Шел первый послевоенный год. Горстка деревянных домиков дымила над оврагом,
у речки Ырыклы, совсем близко от города Чистополя в Татарии. Здесь раньше
было какое-то селекционное хозяйство, преобразованное в совхоз «Стахановец»,
но называли по-старому, память прочно закрепила, — «Селекция». Вот на этой
самой «Селекции», мы, ребятня, и произрастали, играли в войну, других
игр у нас тогда и не было, паслись у речки, ловили пескарей под дружелюбный
хор лягушек.
Детям надо учиться, имелась начальная школа, а поскольку учителей
в деревне не осталось, преподавать пригласили Андрея Иваныча, человека грамотного,
одинокого, эвакуированного из Ленинграда. Там при бомбежке у него погибла семья —
жена и дети, вот он и осиротел.
Пожалуй, более удивительного человека я никогда потом, за целую жизнь,
не встречал.
Школа располагалась в одной
комнате с двумя окнами и печкой — здесь и гомонились все, рассаживаясь
на партах стайками, по классам. Я был в первом. Вот появлялся Андрей Иваныч —
стихало. Он был укутан длинной темной блузой
со множеством кармашков и увешан мешочками, разных размеров: все свое носил
с собой, и все у него было в своем, отдельном кармашке или мешочке:
ручка, чернильница-непроливайка, очки, книжка, тетрадка, кружка, ложка, тарелка,
хлеб, соль, спички и что-то еще непонятного назначения.

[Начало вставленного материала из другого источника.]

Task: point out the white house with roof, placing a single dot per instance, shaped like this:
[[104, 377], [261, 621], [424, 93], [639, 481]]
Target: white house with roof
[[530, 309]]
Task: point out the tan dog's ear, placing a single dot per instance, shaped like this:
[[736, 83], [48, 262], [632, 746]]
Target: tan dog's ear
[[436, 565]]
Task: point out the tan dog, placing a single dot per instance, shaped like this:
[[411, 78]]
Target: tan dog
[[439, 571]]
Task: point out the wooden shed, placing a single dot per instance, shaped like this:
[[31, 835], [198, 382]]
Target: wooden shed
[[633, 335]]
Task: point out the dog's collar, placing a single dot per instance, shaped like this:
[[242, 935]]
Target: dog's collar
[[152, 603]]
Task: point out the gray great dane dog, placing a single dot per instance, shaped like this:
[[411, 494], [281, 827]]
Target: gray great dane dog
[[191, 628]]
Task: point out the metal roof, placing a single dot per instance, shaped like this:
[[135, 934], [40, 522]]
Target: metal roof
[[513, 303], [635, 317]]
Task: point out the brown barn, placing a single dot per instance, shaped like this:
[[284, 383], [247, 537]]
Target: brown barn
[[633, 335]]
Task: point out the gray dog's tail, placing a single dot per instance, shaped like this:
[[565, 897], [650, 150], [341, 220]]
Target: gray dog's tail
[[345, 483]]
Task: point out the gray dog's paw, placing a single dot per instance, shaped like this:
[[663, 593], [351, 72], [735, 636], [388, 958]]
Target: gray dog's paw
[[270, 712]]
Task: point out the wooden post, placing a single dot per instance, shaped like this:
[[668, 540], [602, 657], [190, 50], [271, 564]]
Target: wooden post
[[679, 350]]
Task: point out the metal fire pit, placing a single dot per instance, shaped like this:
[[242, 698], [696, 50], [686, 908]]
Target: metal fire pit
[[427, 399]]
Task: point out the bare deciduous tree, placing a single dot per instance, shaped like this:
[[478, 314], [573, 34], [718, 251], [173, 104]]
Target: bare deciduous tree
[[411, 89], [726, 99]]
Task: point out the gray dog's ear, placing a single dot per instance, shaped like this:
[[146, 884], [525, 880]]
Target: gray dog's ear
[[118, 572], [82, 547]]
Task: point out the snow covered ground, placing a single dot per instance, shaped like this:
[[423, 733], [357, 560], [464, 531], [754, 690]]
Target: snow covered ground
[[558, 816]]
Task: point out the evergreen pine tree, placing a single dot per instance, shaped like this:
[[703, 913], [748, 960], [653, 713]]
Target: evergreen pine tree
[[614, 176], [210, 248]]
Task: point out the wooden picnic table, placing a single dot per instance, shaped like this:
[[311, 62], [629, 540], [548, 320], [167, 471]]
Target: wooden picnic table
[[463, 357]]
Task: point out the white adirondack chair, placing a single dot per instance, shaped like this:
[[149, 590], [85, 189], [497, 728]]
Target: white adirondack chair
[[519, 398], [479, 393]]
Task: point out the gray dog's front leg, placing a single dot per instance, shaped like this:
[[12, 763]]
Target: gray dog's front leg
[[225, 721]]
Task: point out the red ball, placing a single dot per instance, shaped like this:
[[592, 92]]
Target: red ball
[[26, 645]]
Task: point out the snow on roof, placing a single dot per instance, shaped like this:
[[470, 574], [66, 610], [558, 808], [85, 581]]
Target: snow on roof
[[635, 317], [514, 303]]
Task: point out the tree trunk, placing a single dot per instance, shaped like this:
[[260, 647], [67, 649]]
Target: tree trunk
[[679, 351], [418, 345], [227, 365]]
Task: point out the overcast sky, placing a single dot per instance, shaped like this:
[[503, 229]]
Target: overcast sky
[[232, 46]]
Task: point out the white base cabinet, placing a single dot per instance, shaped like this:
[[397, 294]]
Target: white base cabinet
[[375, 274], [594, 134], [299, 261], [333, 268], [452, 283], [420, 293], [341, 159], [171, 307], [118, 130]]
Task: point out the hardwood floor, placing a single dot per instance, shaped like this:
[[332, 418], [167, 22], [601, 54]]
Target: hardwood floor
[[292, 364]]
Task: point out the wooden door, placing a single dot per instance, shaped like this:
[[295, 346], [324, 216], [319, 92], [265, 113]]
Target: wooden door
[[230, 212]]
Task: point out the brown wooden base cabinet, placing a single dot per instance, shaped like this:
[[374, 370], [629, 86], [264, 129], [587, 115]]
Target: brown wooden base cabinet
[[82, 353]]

Сначала Андрей Иваныч затапливал печку. Потом давал задания — каждой
стайке. Строго следил: ручку мы должны были держать так, чтобы перо было ложбинкой
вверх, наизнанку, и чтобы мы писали каждое слово, до последней буквы, не отрывая
пера от бумаги. Так надо. Зачем, мы не спрашивали.
Тем временем печка разгоралась, веяло дымком и теплом, наш учитель
шуровал кочергой, сгребал угли и ставил чугунок с едой — варил себе
обед. Чаще всего это была картошка или каша, но как-то ребята подбили ворону и принесли
в школу, и Андрей Иваныч, ощипав ее, тоже сунул в чугунок.
Пока варилась пища, учитель вызывал нас к доске, но чаще подсаживался
сам за парту, то там, то здесь, и помогал, проверял, как мы справились. Однажды
Андрей Иваныч повесил перед нами большой лист с изображением голого человеческого
тела — это была женщина, наполовину с мышцами, наполовину скелет. Мы испуганно
в нее вперились. А Андрей Иваныч, обычно молчаливый, на сей раз долго
и подробно, орудуя самодельной указкой, рассказывал, как устроен человек: что
у него где и для чего, как течет кровь, как переваривается пища, куда
она попадает и откуда выходит и даже откуда появляются дети. Это было
потрясение — вот ведь как, оказывается!..
Обедал обычно Андрей Иваныч тут же, на учительском столе, с жадным
аппетитом, не обращая на нас никакого внимания. Потом почти сразу засыпал. А мы,
дождавшись этого мига, чаще всего через окно, исчезали — вылетали в сияющий
день, в мир, который открывали и обживали. И он, этот мир, был для
нас в самую пору, как портки, перешитые из материнской юбки, и такой же
новенький, как купленные в сельпо блестящие галоши. Неведомое — рядом,
за оврагом; даль — на все стороны света.
В деревне все держалось на бабах, мужиков почти нет — погибли на
фронте, а те, что вернулись, покалечены и контужены. Конечно, наш учитель
был завидным женихом, однако он жил особняком, ни с кем тесно не сходился.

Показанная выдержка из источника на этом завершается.